Il Bacco di Guido Reni. Il grazioso, sorridente bambino è un giovanissimo Bacco, con la sua caratteristica ghirlanda di foglie di vite e grappoli d'uva rossi e bianchi di varie specie, coperto da una pelle d’animale che ci ricorda la sua esistenza silvana, circondato da vari tipi di contenitori per il vino, come il fiasco impagliato sulla sinistra e la brocca finemente decorata che il putto suo compagno solleva con fatica. Il giovanissimo dio, già in preda ad una lieve ebbrezza, ci guarda ammiccante reggendo una larga alzata su cui poggia una raffinata coppa di vetro colma di vino bianco.

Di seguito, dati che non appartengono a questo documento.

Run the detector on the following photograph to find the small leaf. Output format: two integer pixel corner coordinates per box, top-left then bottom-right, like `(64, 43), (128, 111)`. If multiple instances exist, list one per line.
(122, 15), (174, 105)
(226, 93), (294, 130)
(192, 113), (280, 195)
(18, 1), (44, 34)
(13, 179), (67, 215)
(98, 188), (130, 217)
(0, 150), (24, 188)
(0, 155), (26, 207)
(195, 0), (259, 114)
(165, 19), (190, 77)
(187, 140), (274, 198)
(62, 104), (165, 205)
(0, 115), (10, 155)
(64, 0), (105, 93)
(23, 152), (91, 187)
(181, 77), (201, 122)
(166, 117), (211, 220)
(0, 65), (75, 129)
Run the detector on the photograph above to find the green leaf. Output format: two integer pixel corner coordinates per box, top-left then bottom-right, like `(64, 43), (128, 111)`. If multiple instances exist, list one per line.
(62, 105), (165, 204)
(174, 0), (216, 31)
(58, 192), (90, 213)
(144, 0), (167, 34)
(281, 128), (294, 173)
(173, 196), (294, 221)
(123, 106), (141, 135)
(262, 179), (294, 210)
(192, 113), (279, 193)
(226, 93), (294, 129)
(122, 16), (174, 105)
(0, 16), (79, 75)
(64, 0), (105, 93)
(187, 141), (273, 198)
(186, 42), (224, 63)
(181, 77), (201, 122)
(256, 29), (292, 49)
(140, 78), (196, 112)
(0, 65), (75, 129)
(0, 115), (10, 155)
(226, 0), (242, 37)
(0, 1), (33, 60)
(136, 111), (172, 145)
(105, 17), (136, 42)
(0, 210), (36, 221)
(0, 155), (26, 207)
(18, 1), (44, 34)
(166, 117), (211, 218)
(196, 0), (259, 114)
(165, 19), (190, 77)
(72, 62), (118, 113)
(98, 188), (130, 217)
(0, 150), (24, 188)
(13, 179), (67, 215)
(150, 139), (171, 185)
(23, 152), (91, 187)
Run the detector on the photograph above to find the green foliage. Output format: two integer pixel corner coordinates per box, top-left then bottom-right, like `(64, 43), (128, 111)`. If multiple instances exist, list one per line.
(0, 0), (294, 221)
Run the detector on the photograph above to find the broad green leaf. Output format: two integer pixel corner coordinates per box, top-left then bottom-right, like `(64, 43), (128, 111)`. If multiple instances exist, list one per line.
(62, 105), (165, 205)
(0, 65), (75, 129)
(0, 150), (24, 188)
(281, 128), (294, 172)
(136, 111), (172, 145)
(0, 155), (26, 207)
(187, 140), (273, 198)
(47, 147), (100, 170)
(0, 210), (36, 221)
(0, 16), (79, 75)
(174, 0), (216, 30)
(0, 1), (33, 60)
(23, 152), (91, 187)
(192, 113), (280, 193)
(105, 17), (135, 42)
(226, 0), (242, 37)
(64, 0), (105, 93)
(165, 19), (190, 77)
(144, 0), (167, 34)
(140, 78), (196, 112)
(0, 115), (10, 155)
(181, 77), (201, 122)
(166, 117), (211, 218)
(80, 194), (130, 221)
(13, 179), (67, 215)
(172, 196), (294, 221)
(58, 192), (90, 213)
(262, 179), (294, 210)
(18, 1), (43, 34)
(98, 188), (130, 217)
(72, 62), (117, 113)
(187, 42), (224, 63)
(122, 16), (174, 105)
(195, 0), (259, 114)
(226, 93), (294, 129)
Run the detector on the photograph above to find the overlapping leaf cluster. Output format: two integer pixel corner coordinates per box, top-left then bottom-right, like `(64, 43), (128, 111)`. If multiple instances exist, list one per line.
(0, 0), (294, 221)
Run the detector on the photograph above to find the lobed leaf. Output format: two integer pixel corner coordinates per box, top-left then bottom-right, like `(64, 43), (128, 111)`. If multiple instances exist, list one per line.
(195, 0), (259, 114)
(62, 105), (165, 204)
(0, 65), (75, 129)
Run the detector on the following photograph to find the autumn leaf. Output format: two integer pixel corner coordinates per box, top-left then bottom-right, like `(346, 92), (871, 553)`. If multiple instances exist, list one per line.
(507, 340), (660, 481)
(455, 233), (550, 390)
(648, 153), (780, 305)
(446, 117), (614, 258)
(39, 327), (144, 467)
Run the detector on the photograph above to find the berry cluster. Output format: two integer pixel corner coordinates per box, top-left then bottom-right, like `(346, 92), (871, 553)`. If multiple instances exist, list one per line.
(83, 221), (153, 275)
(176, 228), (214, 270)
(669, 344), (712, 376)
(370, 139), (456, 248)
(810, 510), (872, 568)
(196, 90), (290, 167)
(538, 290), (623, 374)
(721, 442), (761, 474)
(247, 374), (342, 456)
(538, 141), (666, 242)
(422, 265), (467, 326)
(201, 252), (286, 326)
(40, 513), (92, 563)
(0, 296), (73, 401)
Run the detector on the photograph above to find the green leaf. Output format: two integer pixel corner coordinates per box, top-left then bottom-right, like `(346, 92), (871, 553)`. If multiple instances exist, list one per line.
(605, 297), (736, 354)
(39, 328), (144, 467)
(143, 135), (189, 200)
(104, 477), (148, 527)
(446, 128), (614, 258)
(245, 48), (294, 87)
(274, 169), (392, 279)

L’autore dell’opera - il classicista bolognese Guido Reni - traduce in un linguaggio pieno e corposo, modelli molto diffusi della scultura classica, ad esempio le scene di putti che giocano tra grappoli e pampini, o putti vendemmiatori, spesso raffigurate sui sarcofagi romani del terzo e quarto secolo d.C. Nel dipinto, Reni riproduce la realtà con grande attenzione, infondendole energia e naturalezza: si può quasi rievocare la ruvida superficie dei pampini rovesciati e il ritmo della loro nervatura rilevata, sembra di poter avvertire la liscia e fredda superficie della brocca in ceramica, e di sentire l’impercettibile tintinnio della coppa ricolma sull’alzata. È impossibile sottrarsi all’invito di Bacco ad assaggiare il vino che ci porge con tanta grazia.